For the most part, though, anything above a three-team parlay just isn’t a wise investment. And there’s one common mistake Feinberg sees made all too often.

“People will try, for example, a four-team parlay,” Feinberg says, “and if the fourth game is a night game and the first three are day games, they’ll go, ‘Oh, if I go 3-0, I can hedge on the last game.’ Well, you’re much better off just doing a three-team parlay and getting your 6/1 payout than hedging. If you’re only making 10/1 and you hedge, you’re going to make about 20 percent less than if you just did the three-team parlay. With the hedge, you’re costing yourself significantly. Don’t do that. You’re better off parlaying one fewer game.”
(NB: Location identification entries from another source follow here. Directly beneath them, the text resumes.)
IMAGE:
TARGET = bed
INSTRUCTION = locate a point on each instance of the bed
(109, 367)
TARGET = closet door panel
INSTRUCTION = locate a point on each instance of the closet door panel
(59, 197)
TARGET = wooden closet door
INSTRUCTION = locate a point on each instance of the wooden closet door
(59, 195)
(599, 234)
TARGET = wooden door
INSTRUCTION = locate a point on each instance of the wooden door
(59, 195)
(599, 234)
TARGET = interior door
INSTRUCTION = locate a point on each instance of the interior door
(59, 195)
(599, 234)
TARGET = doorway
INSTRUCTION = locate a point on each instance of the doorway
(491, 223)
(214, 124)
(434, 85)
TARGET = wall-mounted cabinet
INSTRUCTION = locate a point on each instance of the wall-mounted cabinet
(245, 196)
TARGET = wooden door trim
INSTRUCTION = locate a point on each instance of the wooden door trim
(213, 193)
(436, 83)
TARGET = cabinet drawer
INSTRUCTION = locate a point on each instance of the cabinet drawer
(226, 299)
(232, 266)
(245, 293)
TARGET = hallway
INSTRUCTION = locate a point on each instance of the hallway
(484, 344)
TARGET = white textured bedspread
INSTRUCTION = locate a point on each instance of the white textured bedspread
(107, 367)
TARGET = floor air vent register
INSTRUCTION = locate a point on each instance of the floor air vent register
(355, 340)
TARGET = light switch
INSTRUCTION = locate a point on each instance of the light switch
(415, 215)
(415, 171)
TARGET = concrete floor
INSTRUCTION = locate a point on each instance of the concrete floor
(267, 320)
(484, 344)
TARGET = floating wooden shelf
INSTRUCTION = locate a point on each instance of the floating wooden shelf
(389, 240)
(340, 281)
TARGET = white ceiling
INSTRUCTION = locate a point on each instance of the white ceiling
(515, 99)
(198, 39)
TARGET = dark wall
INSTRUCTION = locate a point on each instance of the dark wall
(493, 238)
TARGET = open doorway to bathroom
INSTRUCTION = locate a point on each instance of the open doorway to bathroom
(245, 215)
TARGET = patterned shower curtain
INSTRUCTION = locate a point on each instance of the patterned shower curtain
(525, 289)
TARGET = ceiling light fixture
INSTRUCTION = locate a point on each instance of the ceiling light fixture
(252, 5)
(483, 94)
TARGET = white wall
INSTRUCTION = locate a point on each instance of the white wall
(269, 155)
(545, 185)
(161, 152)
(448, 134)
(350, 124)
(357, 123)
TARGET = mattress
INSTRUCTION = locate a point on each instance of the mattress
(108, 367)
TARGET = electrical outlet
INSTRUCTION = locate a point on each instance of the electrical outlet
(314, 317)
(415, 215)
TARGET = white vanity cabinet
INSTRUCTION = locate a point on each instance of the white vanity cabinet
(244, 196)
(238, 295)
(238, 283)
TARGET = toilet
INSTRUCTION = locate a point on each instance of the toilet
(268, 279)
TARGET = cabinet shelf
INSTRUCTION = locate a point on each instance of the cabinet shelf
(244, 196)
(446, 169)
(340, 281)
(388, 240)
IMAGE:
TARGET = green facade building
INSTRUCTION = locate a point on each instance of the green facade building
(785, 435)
In the end, though, people are going to bet parlays because of the thrill, because of the opportunity to risk a little to win a lot. Parlays are the opposite of what’s commonly called a “bridge jumper” bet, one in which you risk a lot of money on a heavy favorite just to win a small amount. We hear about those when they go wrong, but most of the time, as long as the odds are fair, they’re rational investments made by bettors with the bankroll to take the risk.

Parlays are irrational investments. They’re lottery tickets. They’re GPP entries.

And they’re fun as hell, as long as you have realistic expectations and don’t mind playing the role of a sucker taking a swing.